Gilroy – Second and third graders attending summer school at El Roble Elementary are pointing, clicking and dragging their way to learning this summer.
Twenty students wearing headsets, hands poised on their mouses, stared at computer screens learning English through new literacy software called Rosetta Stone.
“It’s a really neat program. The kids are loving it,” said literacy paraprofessional Lorraine Fox. “Everything was paper (in the past), now it’s all computerized. The kids love the computers. It’s interesting and different for them,” she explained.
With funding from Family Literacy, El Roble was able to purchase new computer accessories including keyboards, headsets and modems for their literacy program.
“It’s money at work,” Fox said looking over the children, some who murmured along with the sentences appearing on their screens.
This year marks the first time the summer schools have used the Rosetta Stone program, a CD–ROM and online learning software published by Fairfield Language Technologies, on a wide scale.
Students spend about 30 minutes each day using various programs from the Rosetta Stone, and are tested daily. They do not move ahead on the Rosetta Stone system before mastering individual sections, Fox said.

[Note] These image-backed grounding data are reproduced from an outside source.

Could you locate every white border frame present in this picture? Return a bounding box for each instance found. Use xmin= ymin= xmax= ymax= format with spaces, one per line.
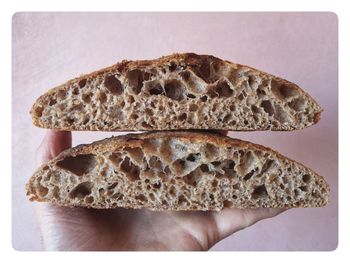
xmin=3 ymin=0 xmax=348 ymax=262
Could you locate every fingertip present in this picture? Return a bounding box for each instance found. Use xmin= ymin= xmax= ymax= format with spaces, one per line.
xmin=36 ymin=130 xmax=72 ymax=165
xmin=44 ymin=130 xmax=72 ymax=143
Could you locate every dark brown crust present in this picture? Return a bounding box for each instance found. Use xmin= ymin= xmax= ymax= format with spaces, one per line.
xmin=26 ymin=131 xmax=330 ymax=208
xmin=30 ymin=53 xmax=323 ymax=131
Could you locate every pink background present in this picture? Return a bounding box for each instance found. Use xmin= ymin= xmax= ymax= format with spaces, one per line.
xmin=12 ymin=12 xmax=338 ymax=250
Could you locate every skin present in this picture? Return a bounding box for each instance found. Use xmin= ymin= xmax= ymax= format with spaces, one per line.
xmin=35 ymin=130 xmax=286 ymax=251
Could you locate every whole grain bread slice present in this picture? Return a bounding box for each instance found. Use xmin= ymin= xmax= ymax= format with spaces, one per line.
xmin=26 ymin=131 xmax=329 ymax=211
xmin=31 ymin=53 xmax=322 ymax=131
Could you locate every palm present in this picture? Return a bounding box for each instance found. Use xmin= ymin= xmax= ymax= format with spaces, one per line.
xmin=34 ymin=131 xmax=284 ymax=251
xmin=37 ymin=203 xmax=282 ymax=250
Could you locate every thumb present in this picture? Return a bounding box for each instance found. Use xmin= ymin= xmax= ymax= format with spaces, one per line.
xmin=36 ymin=130 xmax=72 ymax=165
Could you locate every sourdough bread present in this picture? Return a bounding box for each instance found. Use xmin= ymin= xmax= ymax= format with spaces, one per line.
xmin=31 ymin=53 xmax=322 ymax=131
xmin=26 ymin=131 xmax=329 ymax=211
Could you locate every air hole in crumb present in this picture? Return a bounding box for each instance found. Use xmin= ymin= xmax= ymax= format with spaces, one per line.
xmin=149 ymin=193 xmax=155 ymax=201
xmin=57 ymin=154 xmax=96 ymax=176
xmin=248 ymin=75 xmax=257 ymax=88
xmin=180 ymin=70 xmax=191 ymax=81
xmin=69 ymin=182 xmax=93 ymax=199
xmin=52 ymin=186 xmax=60 ymax=199
xmin=169 ymin=61 xmax=177 ymax=71
xmin=260 ymin=159 xmax=275 ymax=175
xmin=261 ymin=100 xmax=274 ymax=116
xmin=211 ymin=161 xmax=221 ymax=167
xmin=274 ymin=104 xmax=291 ymax=123
xmin=141 ymin=121 xmax=152 ymax=129
xmin=72 ymin=87 xmax=79 ymax=95
xmin=212 ymin=180 xmax=218 ymax=187
xmin=302 ymin=174 xmax=311 ymax=183
xmin=312 ymin=191 xmax=321 ymax=198
xmin=200 ymin=96 xmax=208 ymax=102
xmin=178 ymin=195 xmax=188 ymax=205
xmin=299 ymin=186 xmax=308 ymax=192
xmin=257 ymin=88 xmax=266 ymax=97
xmin=211 ymin=80 xmax=233 ymax=98
xmin=187 ymin=93 xmax=196 ymax=99
xmin=189 ymin=104 xmax=198 ymax=112
xmin=104 ymin=75 xmax=123 ymax=95
xmin=153 ymin=182 xmax=162 ymax=189
xmin=172 ymin=159 xmax=186 ymax=174
xmin=120 ymin=156 xmax=140 ymax=181
xmin=98 ymin=92 xmax=107 ymax=103
xmin=209 ymin=194 xmax=214 ymax=201
xmin=127 ymin=95 xmax=135 ymax=104
xmin=148 ymin=83 xmax=164 ymax=95
xmin=82 ymin=93 xmax=92 ymax=103
xmin=178 ymin=113 xmax=187 ymax=122
xmin=294 ymin=189 xmax=299 ymax=197
xmin=232 ymin=195 xmax=238 ymax=199
xmin=238 ymin=93 xmax=244 ymax=100
xmin=126 ymin=69 xmax=144 ymax=95
xmin=229 ymin=104 xmax=236 ymax=111
xmin=251 ymin=105 xmax=259 ymax=113
xmin=288 ymin=98 xmax=306 ymax=112
xmin=37 ymin=185 xmax=49 ymax=197
xmin=199 ymin=164 xmax=209 ymax=173
xmin=243 ymin=169 xmax=256 ymax=181
xmin=169 ymin=186 xmax=176 ymax=197
xmin=252 ymin=185 xmax=268 ymax=199
xmin=124 ymin=147 xmax=144 ymax=164
xmin=186 ymin=153 xmax=200 ymax=162
xmin=271 ymin=80 xmax=299 ymax=99
xmin=49 ymin=99 xmax=57 ymax=106
xmin=135 ymin=194 xmax=147 ymax=202
xmin=130 ymin=114 xmax=138 ymax=120
xmin=232 ymin=183 xmax=240 ymax=190
xmin=108 ymin=182 xmax=118 ymax=190
xmin=66 ymin=117 xmax=75 ymax=125
xmin=85 ymin=196 xmax=94 ymax=204
xmin=109 ymin=153 xmax=122 ymax=167
xmin=148 ymin=156 xmax=163 ymax=171
xmin=223 ymin=200 xmax=233 ymax=208
xmin=223 ymin=114 xmax=232 ymax=123
xmin=57 ymin=90 xmax=66 ymax=100
xmin=280 ymin=184 xmax=285 ymax=190
xmin=78 ymin=78 xmax=87 ymax=88
xmin=164 ymin=80 xmax=184 ymax=101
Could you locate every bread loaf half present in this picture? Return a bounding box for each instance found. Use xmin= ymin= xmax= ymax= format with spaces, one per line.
xmin=26 ymin=131 xmax=329 ymax=210
xmin=31 ymin=53 xmax=322 ymax=131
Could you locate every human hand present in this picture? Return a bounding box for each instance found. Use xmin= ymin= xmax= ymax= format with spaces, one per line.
xmin=35 ymin=130 xmax=286 ymax=251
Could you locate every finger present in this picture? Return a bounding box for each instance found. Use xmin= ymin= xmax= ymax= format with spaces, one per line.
xmin=216 ymin=130 xmax=228 ymax=136
xmin=36 ymin=130 xmax=72 ymax=165
xmin=212 ymin=207 xmax=288 ymax=241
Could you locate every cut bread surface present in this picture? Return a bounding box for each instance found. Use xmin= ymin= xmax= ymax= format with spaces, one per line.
xmin=31 ymin=53 xmax=322 ymax=131
xmin=26 ymin=131 xmax=329 ymax=211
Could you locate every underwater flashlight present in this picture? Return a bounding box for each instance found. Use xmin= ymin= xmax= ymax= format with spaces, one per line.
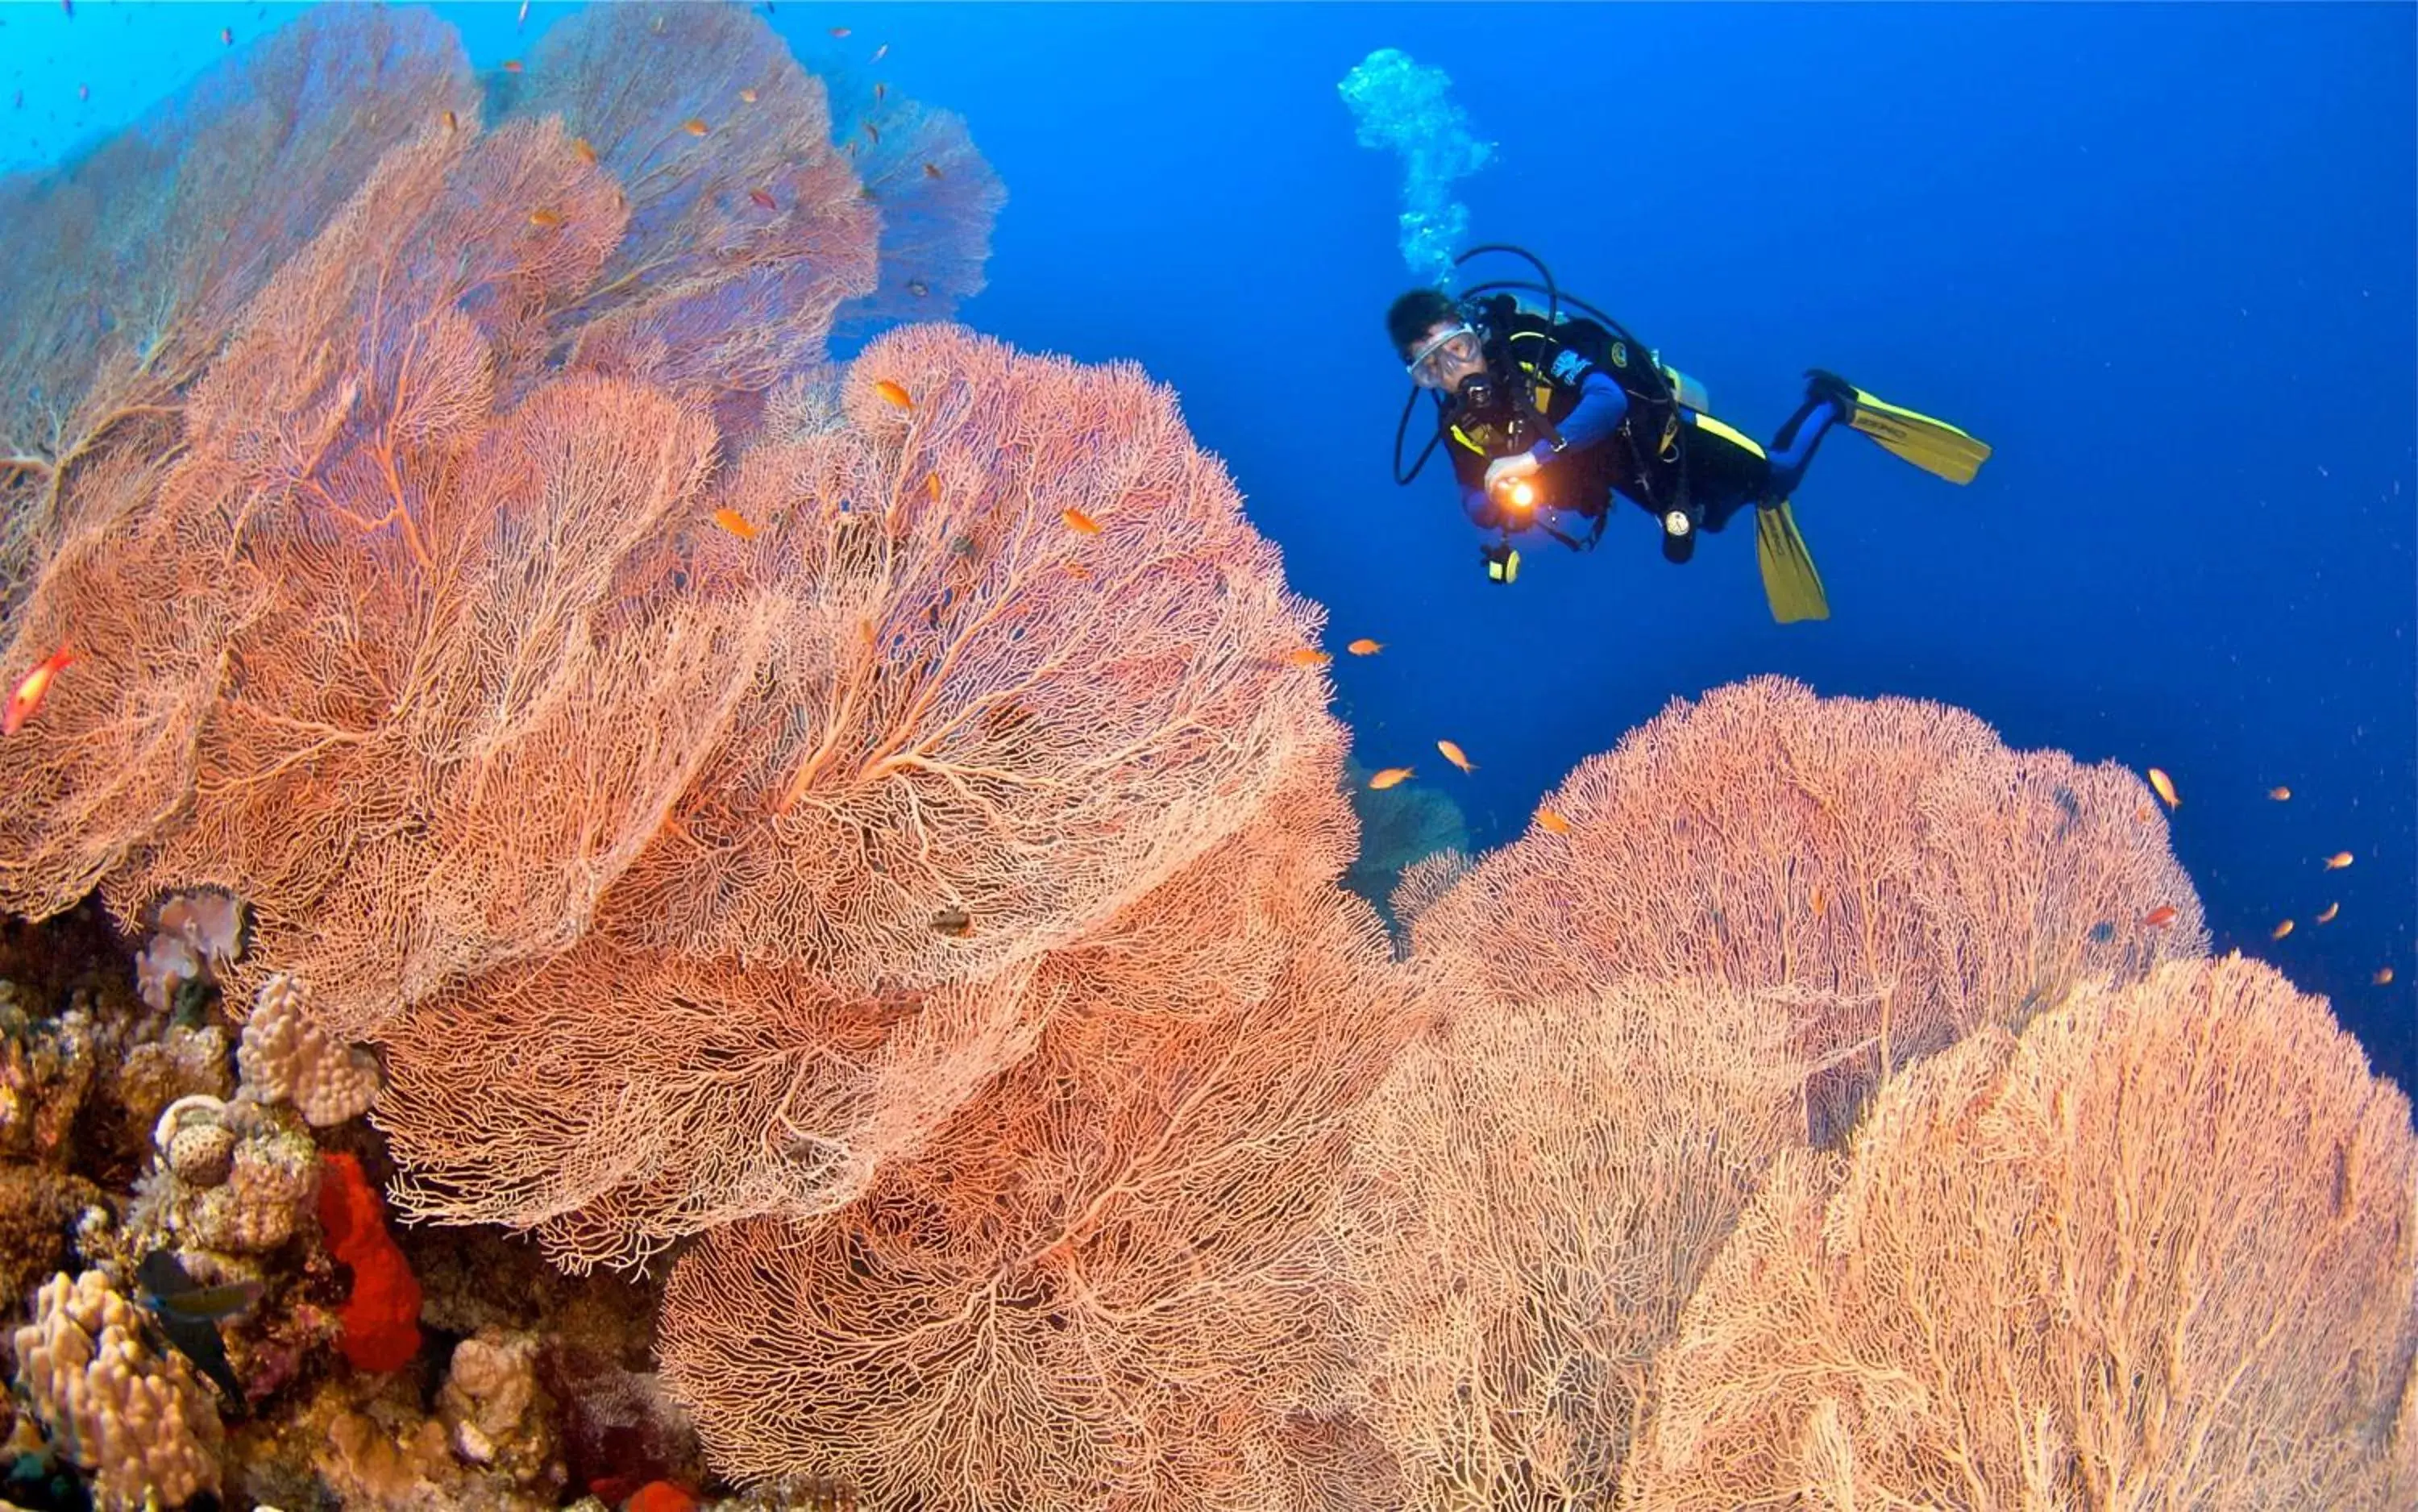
xmin=1503 ymin=479 xmax=1535 ymax=510
xmin=1662 ymin=508 xmax=1692 ymax=537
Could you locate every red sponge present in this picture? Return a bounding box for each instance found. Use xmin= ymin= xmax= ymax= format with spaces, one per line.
xmin=317 ymin=1151 xmax=422 ymax=1372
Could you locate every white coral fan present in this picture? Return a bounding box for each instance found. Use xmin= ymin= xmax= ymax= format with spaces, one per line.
xmin=136 ymin=890 xmax=247 ymax=1014
xmin=237 ymin=974 xmax=380 ymax=1126
xmin=10 ymin=1269 xmax=222 ymax=1511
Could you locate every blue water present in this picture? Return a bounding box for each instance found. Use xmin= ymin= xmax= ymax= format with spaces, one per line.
xmin=9 ymin=2 xmax=2411 ymax=1091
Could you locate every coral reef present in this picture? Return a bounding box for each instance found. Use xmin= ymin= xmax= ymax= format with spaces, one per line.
xmin=236 ymin=976 xmax=379 ymax=1128
xmin=1623 ymin=954 xmax=2418 ymax=1508
xmin=11 ymin=1269 xmax=222 ymax=1510
xmin=0 ymin=4 xmax=2406 ymax=1510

Photographs depict various scenes such as two children running, a man sitting underneath a table, or a boy next to an airplane. Students must then unscramble the sentences describing the scene and rewrite the sentence so that it makes sense.
Another assignment might include four pictures of four different individuals, and then prompt students to answer a question such as, which woman has the longest hair? To respond, students then click on the appropriate photograph.
Rosetta Stone teaches a variety of languages in addition to English.
“I tried it the first time in Latin to see how the kids would learn,” said teacher Meghan Osborne. “It’s a great program.”